Bonnie Siegler | Dear Bonnie

Wondering in Washington D.C.

Dear Bonnie

A college friend of mine, who works in finance, recently wrote me and asked if it was okay for him to hate the new Google logo. This was someone who never cared a whit about design. Why does he (and seemingly everyone else) care so much about logo design all of a sudden?

Wondering in Washington D.C.

Dear W.,

A logo is essentially the graphic representation of a brand. William Golden (creative director for CBS in the 1950s) definitively wrote, "A brand is the total impression on the public through [a company’s] products, its policies, its actions and its advertising.” Emphasis on total. Suddenly, however, it seems as if everyone is talking about the logo and just the logo. I am hoping this interest could be a gateway to a deeper exploration of the ubiquity of design and its role in our society. But right now, people are just focusing on the tip of the iceberg, this singular representation of the company and not how the brand identity will play out, why the company chose it, or what they are trying to say to us. It is much easier to talk about a representation of the brand than the brand itself.
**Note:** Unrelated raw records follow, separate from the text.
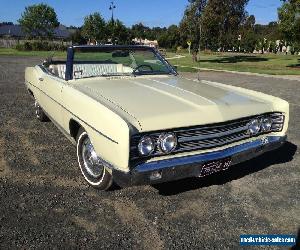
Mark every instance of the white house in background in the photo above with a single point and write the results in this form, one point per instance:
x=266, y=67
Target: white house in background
x=146, y=42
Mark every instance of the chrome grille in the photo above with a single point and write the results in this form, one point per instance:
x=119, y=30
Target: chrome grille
x=205, y=137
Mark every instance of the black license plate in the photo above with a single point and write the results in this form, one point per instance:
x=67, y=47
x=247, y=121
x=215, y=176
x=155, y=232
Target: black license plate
x=215, y=166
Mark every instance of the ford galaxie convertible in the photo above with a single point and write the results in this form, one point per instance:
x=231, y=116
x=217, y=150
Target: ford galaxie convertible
x=135, y=121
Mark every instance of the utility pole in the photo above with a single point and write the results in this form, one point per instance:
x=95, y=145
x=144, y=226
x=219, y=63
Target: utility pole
x=111, y=8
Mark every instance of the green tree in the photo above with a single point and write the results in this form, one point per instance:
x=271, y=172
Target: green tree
x=170, y=38
x=94, y=28
x=289, y=21
x=221, y=22
x=191, y=24
x=39, y=20
x=77, y=37
x=117, y=32
x=140, y=31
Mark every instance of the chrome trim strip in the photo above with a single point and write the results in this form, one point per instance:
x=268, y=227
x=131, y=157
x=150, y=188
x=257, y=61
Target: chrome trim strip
x=201, y=158
x=211, y=135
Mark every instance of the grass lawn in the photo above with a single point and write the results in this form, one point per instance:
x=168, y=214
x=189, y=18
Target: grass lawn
x=264, y=64
x=43, y=54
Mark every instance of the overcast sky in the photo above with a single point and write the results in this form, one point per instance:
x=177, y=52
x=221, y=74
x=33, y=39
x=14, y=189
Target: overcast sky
x=151, y=13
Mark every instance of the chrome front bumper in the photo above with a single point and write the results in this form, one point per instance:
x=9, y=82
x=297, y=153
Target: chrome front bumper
x=191, y=166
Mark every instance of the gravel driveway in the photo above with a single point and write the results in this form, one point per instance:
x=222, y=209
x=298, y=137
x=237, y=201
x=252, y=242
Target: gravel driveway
x=46, y=203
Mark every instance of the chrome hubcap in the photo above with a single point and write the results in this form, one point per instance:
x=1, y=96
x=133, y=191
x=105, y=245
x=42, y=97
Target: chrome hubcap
x=37, y=109
x=91, y=161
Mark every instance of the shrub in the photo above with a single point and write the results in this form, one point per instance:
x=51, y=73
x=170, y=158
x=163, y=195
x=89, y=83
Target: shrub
x=40, y=46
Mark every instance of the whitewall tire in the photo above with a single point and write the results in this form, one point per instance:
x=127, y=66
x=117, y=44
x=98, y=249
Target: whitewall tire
x=91, y=165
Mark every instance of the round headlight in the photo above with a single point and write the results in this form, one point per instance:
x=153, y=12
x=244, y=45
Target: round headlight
x=254, y=127
x=167, y=142
x=146, y=146
x=266, y=124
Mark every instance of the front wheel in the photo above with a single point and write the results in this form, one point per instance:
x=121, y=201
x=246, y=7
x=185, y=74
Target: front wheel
x=92, y=166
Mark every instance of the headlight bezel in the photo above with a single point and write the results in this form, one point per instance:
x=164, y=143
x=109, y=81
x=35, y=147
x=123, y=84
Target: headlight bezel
x=162, y=140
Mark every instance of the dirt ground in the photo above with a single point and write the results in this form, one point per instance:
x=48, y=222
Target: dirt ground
x=44, y=201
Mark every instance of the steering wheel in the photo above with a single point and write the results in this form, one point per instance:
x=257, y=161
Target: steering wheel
x=142, y=65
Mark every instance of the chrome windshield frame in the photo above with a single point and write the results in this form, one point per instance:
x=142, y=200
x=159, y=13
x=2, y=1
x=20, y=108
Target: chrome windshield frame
x=94, y=48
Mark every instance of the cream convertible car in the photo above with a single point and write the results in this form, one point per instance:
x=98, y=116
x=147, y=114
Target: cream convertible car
x=135, y=121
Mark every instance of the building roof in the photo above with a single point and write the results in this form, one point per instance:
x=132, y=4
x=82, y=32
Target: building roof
x=16, y=31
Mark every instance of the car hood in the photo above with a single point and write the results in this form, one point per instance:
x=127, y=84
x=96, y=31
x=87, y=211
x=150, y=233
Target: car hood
x=165, y=102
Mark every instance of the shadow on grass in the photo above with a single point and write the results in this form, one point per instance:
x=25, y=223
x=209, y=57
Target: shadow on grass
x=236, y=59
x=281, y=155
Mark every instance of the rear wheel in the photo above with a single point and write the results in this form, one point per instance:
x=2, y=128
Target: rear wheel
x=39, y=112
x=91, y=165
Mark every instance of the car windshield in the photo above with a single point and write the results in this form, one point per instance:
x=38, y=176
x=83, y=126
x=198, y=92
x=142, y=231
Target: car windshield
x=97, y=61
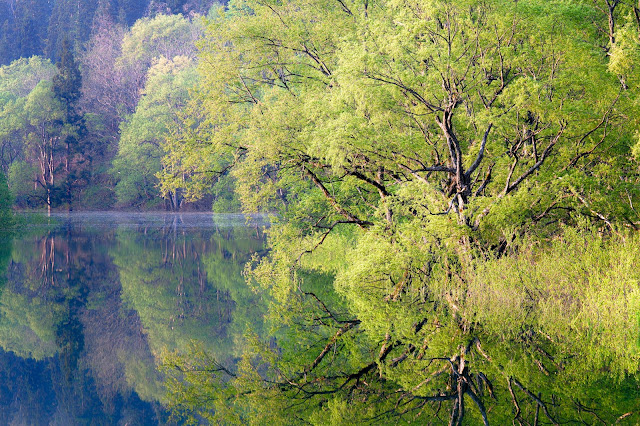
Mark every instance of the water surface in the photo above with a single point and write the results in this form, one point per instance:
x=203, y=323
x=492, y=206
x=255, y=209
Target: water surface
x=91, y=301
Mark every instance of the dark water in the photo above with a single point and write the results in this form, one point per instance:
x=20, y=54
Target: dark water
x=89, y=304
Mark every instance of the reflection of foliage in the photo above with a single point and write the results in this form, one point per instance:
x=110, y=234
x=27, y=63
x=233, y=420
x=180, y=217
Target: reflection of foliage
x=405, y=147
x=185, y=288
x=520, y=353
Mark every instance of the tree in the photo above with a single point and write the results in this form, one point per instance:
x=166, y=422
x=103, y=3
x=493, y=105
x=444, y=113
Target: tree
x=144, y=134
x=66, y=88
x=402, y=144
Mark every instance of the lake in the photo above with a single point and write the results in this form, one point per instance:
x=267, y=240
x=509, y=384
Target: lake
x=91, y=301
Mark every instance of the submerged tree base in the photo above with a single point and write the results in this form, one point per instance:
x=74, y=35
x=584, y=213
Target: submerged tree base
x=548, y=335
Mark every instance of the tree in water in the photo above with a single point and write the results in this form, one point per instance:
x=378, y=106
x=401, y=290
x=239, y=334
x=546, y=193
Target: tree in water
x=404, y=145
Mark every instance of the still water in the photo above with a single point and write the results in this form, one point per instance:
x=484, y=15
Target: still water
x=90, y=302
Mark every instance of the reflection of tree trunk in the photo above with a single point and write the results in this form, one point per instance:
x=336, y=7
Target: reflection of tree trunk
x=47, y=260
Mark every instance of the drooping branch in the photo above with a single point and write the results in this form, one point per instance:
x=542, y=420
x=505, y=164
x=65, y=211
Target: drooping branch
x=334, y=203
x=480, y=155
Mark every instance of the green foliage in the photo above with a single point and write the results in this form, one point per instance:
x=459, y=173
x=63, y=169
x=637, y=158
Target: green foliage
x=409, y=150
x=6, y=200
x=145, y=132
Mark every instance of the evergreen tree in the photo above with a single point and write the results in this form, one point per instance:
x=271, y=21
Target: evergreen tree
x=66, y=88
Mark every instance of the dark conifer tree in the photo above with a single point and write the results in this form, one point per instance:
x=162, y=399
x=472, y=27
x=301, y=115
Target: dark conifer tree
x=66, y=87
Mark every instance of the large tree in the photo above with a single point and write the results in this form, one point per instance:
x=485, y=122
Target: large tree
x=402, y=143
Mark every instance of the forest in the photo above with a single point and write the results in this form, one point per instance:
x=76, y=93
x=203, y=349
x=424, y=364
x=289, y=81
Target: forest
x=452, y=190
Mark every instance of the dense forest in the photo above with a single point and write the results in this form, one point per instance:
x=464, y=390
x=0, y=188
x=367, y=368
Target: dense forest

Despite all the ink spilled over the new Google logo, the Orwellian choice of this Big Brother-like company choosing childlike typography and colors feels overlooked. Or take Jeb Bush’s unintentionally ironic logo, which packs much more enthusiasm than Jeb! himself has ever exhibited. It’s fascinating how these choices get all the way through their respective pipelines of people.

I think another reason it has come to pass right now, is a near universal skepticism about corporations and their self-representation in general. There was a time when we trusted companies and their motives, almost without question, assuming a level of honest intent. Now, however, we assume it’s all just expensive propaganda, so analyze and question we must.

The only fair way to discuss logo design and branding is to understand what the goals of the product are in a broader, less superficial, and (dare I suggest) honest way, what they are trying to say, and how it all integrates in the bigger picture. Maybe that will come with time.

Jessica Helfand suggested, in this recent interview on BBC, that the recent fascination may have something to do with the fact that on social media we all have our own brands now, so we are more sensitive to visual representations of other entities, especially those we love, or just love to hate.
This burst of interest in (and scrutiny of) logo design is ultimately good for our profession. Civilians have always been interested in analyzing and critiquing fine art, architecture, film, interior design, and product design. Only when graphic design starts becoming part of the every day conversation will high school kids (and your parents) start to know, think, and care about it. When it becomes a career option on par with the other arts, there will be more interest and more intelligent dialogue, which will make for better clients. It will also mean more applications to design departments and hopefully more much-needed diversity added to our ranks.